Her toes are extended connections where her shadow lies forgotten. It spreads upon vegetables. They prowl toward late winter light.
She is not on the red and brown train zooming past green fields where her sheep in long woolen coats eat their way through pastures after a two-year drought. She is inside green with her wild brown hair pulled tight.
She is not on the train hearing music, eating dates, reading a book, talking with friends or strangers, sleeping along her passage, or dreaming of a lover. She does not scan faces of tired, trapped people in orange seats impatiently waiting for time to deliver them to a desert Red City.
Her history’s desert reveals potentates sharpening swords, inventing icon free art, alphabets, algebra, practicing equality, creating five pillars of Islam, navigation star map tools, breaking wild stallions, building tiled adobe fortresses, selling spices, writing language.
She is not on the train drinking fresh mint tea or consulting a pocket sized edition of the Qur'an. She does not kneel on her Berber carpet five times a day facing Mecca.
She does not wear stereo earphones listening to music imported from another world, a world where people treasure their watches. Where controlling time is their passion for being prompt and responsible citizens giving their lives meaning.

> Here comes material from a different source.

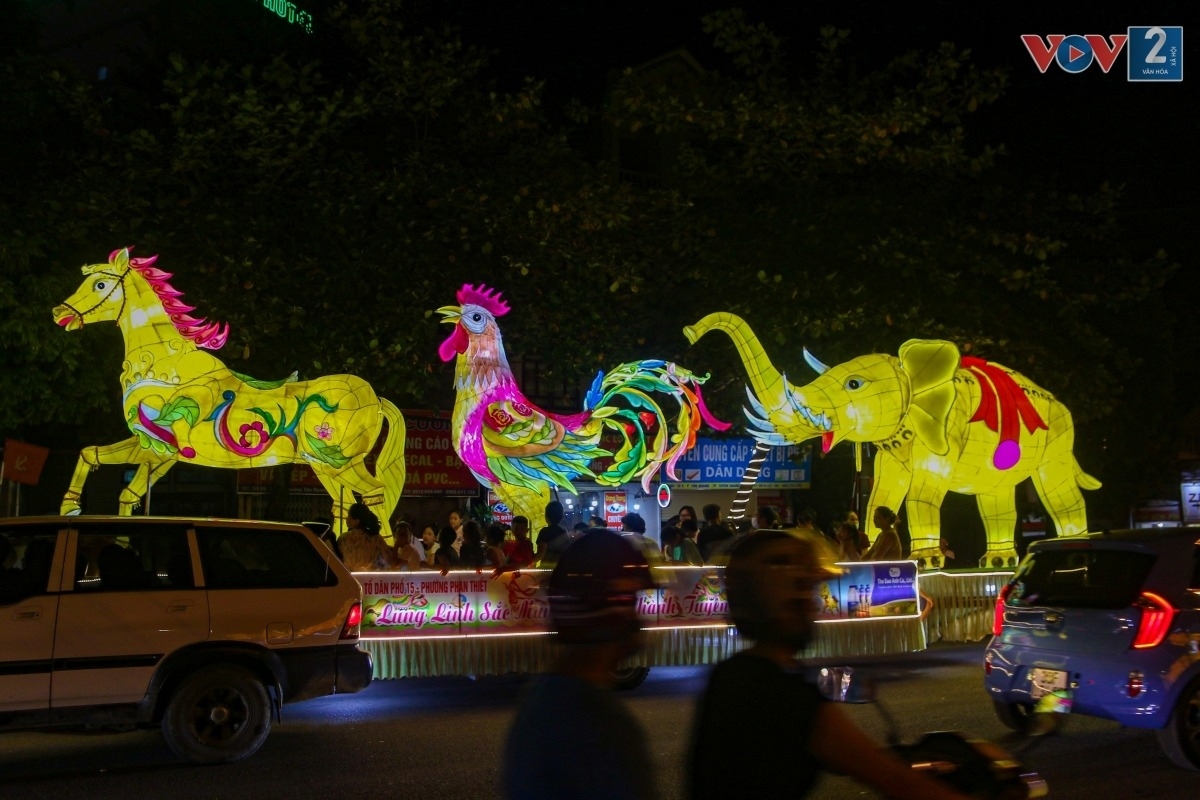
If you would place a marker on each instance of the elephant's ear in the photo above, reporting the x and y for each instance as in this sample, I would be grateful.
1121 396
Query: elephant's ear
930 366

She is not on the train and not in this language the girl with her wild brown hair tied back with straw or leather or stems of wild flowers surrounding her with fragrances.
She is surrounded by orange blossom perfume beyond rolling hills cut by wet canyons and yellow and green fields where her black eyes penetrate white clouds in blue sky.

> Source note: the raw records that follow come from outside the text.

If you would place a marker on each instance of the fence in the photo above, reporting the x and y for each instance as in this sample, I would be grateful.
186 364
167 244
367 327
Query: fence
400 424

Her open heart hears her breath explore her long shadow, causing it to ripple with her shift.
Her toes caress soil. She is lighter than air, lighter than eagle feathers in High Atlas Mountains. She smells the Berber tribal fire heating tea for a festival where someone wears a goatskin cape and skull below stars.

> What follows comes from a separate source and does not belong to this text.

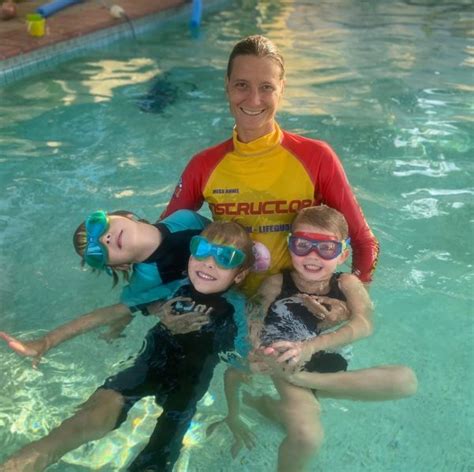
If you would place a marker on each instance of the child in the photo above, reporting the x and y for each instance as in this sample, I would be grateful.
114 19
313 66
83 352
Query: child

It is cold. Flames leap from branches like shooting stars into her eyes.
Someone plays music. It is the music of her ancestors, her nomadic people. She sways inside the hypnotic rhythm of her ancestral memory.
She is not on the train.
She is inside a goat skull moving her hoofs through soil. She dances through fields where she danced as a child seeing red and yellow fire calling all the stars to her dance and she is not on the train.